The validity of such a grant of discretionary power was challenged in Koufman v. Sheinwald, 1 Cir., 83 F.2d 977. In that case, the court compared the test to the standard of care in tort cases. In like manner, the greatest weight must be attached to the findings by the trial court upon issues of fact. It would have burdened appellee excessively to analyze and incorporate into permanent records the basic information contained in the statements above mentioned. This burden would have been out of proportion to the benefit to be obtained by anyone other than himself on his petition for discharge. It may not be unreasonable for one to launch a highly speculative venture, expecting to perfect records at a later time if the venture succeeds, only to abandon it entirely when it fails. The circumstances in which there was a failure to keep records may be taken into consideration by the district court in determining whether or not a bankrupt has discharged the duties imposed upon him, fulfillment of which is made a condition precedent to the granting of a discharge.

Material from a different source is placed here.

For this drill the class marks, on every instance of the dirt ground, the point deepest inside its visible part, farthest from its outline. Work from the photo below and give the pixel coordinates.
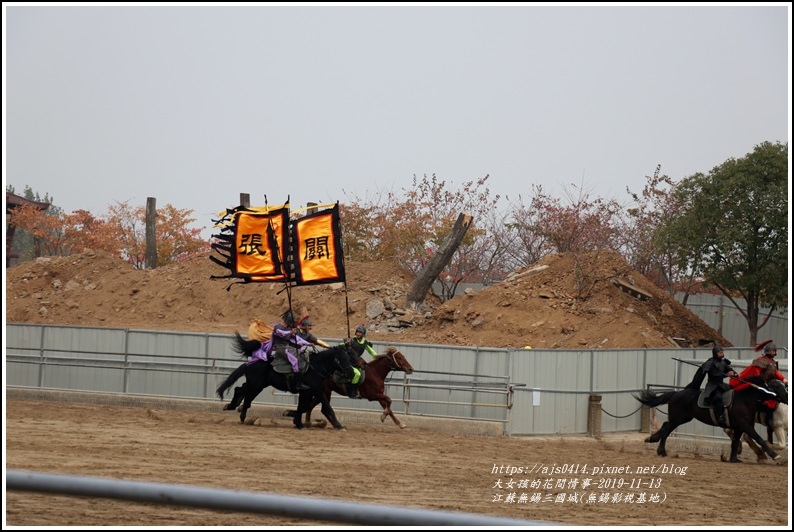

We do not find that the district court has ignored any reason which would compel the keeping of books or records as a condition to granting relief. It does not appear that the court gave undue weight to any circumstance, or that its finding of justification was based on irrelevant matter. The case is one in which the court was required to exercise the broad discretionary power vested in it. Having done so, its action should not be disturbed on appeal. Cf. International Shoe Co. v. Lewine, 5 Cir., 68 F.2d 517; In re Miller, D.C., 5 F. Supp. 913.
The judgment of the district court is affirmed.